Resveratrol inhibits the epithelial sodium channel via phopshoinositides and AMP-activated protein kinase in kidney collecting duct cells.

Weixel, Kelly M.; Marciszyn, Allison; Alzamora, Rodrigo; Li, Hui; Fischer, Oliver; Edinger, Robert S.; Hallows, Kenneth R.; Johnson, John P.


Resveratrol, a naturally occurring phytoalexin, has reported cardioprotective, anti-inflammatory, chemopreventative and antidiabetic properties. Several studies indicate the multiple effects of resveratrol on cellular function are due to its inhibition of class 1A phosphoinositide 3-kinase (PI3K) mediated signaling pathways, but it also activates AMP-activated protein kinase (AMPK). As sodium transport in the kidney via the Epithelial Sodium Channel (ENaC) is highly sensitive to changes in phosphoinositide signaling in the membrane and AMPK, we employed resveratrol to probe the relative effects of phosphatidylinositol species in the plasma membrane and AMPK activity and their impact on ENaC activity in mouse cortical collecting duct (mpkCCD(c14)) cells. Here we demonstrate that resveratrol acutely reduces amiloride-sensitive current in mpkCCD(c14) cells. The time course and dose dependency of this inhibition paralleled depletion of the PI(3,4,5)P-3 reporter (AKT-PH) in live-cell microscopy, indicating the early inhibition is likely mediated by resveratrol's known effects on PI3K activity.

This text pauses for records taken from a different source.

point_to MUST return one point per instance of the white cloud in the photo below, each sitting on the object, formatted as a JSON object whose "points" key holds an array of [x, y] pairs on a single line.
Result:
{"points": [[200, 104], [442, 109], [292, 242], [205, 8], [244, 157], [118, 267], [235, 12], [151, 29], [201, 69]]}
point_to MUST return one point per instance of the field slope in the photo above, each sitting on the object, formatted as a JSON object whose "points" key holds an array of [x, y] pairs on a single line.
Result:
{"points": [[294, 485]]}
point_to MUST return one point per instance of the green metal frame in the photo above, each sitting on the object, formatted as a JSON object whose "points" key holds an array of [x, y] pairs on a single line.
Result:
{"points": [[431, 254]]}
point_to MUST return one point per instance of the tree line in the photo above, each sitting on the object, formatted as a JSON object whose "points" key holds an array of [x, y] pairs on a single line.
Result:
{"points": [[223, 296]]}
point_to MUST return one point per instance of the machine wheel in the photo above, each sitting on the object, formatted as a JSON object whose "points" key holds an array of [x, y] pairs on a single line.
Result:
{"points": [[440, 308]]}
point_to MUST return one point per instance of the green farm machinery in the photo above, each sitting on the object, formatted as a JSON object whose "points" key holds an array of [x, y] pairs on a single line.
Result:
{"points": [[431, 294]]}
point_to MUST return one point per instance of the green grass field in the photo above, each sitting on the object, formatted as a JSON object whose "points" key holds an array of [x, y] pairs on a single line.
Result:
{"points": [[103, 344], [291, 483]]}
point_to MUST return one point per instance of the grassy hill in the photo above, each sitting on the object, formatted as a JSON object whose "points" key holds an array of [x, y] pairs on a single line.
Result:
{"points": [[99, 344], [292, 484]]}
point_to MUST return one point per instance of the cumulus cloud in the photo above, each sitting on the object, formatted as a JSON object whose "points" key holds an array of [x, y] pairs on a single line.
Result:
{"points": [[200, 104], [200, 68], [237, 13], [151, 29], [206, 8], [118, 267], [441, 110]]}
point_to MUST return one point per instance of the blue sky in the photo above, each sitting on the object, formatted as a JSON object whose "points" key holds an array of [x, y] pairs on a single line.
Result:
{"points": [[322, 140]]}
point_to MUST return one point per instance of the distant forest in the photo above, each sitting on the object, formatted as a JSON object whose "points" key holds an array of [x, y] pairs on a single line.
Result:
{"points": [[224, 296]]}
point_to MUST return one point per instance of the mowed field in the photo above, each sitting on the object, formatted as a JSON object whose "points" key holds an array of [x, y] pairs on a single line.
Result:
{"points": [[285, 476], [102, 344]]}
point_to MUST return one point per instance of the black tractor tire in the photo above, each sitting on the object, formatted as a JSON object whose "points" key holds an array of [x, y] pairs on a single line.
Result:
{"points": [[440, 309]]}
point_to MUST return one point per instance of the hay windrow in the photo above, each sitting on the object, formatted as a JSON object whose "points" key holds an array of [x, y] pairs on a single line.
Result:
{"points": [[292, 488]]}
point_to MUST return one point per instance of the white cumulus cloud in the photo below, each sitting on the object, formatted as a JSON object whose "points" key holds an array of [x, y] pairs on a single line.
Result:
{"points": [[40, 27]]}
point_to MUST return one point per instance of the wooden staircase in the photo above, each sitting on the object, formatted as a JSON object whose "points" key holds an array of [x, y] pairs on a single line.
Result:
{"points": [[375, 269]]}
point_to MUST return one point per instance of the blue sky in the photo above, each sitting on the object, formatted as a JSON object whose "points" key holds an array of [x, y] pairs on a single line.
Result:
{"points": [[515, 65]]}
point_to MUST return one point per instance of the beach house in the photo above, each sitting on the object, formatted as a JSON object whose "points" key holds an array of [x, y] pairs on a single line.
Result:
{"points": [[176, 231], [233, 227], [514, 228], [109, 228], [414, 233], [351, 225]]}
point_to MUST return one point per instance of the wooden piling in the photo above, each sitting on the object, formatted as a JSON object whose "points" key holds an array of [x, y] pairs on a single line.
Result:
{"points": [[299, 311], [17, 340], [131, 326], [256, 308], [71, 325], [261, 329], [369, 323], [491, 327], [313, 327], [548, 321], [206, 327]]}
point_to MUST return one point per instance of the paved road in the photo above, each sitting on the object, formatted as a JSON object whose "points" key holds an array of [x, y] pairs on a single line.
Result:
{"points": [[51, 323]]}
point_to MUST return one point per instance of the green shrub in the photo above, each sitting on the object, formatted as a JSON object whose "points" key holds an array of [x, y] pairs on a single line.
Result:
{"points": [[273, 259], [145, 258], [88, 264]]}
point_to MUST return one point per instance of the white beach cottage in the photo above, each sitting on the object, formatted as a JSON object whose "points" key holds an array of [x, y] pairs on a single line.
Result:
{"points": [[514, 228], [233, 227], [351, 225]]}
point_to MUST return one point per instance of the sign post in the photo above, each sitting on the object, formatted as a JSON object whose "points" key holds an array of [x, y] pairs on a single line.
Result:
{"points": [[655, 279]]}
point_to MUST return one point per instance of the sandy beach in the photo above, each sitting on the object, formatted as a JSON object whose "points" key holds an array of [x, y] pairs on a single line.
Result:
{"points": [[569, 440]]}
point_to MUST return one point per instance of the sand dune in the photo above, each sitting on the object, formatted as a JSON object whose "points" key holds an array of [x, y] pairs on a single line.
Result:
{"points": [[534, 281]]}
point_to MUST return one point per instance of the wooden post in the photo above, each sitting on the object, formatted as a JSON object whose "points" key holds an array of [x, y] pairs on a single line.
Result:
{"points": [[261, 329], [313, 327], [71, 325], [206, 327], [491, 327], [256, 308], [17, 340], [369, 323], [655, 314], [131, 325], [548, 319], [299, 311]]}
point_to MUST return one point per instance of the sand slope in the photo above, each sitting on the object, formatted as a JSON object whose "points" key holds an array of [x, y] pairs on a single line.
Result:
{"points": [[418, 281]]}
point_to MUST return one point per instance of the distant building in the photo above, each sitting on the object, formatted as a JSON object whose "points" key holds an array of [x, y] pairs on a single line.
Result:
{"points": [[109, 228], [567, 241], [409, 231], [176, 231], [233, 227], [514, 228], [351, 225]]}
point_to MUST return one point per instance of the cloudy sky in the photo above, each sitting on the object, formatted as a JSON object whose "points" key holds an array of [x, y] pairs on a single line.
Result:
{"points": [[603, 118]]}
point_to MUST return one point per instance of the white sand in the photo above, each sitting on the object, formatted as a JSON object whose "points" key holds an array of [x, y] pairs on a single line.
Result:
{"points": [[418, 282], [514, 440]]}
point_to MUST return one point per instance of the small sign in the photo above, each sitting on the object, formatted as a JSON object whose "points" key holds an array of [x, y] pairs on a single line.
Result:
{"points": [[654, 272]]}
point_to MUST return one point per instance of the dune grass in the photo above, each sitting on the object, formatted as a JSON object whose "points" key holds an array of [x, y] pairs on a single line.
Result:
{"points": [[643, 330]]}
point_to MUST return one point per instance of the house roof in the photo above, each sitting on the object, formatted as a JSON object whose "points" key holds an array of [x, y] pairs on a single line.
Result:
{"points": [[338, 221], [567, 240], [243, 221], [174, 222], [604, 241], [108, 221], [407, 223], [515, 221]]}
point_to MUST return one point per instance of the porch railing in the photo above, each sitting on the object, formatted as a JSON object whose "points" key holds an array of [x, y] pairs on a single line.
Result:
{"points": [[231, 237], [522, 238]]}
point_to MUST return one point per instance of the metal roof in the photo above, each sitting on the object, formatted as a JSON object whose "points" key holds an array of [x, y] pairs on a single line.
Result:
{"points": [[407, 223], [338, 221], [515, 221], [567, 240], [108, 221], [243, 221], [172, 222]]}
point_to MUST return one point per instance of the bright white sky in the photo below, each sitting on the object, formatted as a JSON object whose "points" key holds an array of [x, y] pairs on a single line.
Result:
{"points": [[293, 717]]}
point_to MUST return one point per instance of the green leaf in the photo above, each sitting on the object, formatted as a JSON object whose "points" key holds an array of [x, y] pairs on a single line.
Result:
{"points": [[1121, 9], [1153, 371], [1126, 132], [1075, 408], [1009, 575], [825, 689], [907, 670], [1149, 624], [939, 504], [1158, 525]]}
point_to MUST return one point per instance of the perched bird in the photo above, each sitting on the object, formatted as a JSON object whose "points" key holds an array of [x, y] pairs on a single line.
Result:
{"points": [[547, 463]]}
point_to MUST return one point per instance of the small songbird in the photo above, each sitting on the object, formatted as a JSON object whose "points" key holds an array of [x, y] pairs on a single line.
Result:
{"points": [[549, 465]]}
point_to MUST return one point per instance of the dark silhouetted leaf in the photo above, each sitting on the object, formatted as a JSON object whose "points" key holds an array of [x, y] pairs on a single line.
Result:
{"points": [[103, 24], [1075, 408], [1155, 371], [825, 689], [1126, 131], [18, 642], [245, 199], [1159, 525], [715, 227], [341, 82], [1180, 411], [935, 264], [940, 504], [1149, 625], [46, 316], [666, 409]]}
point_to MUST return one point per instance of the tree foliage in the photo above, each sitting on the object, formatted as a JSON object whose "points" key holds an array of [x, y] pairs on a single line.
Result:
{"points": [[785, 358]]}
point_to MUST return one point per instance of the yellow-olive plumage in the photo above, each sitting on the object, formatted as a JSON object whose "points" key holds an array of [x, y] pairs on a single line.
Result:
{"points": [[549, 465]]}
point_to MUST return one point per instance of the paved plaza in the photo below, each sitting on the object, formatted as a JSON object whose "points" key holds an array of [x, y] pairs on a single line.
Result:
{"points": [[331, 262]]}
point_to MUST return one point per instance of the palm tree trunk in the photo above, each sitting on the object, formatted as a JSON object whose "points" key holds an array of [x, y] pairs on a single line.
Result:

Additionally, resveratrol induces a late inhibitory effect (4-24 hours) that appears to be mediated via AMPK activation. Resveratrol treatment induces significant AMPK activation compared with vehicle controls after 4 h, which persists through 16 h. Knockdown of AMPK or treatment with the AMPK inhibitor Compound C reduced the late phase of current reduction but had no effect on the early inhibitory activity of resveratrol. Collectively, these data demonstrate that resveratrol inhibits ENaC activity by a dual effect: an early reduction in activity seen within 5 minutes related to depletion of membrane PIP3, and a sustained late (4-24 h) effect secondary to activation of AMPK.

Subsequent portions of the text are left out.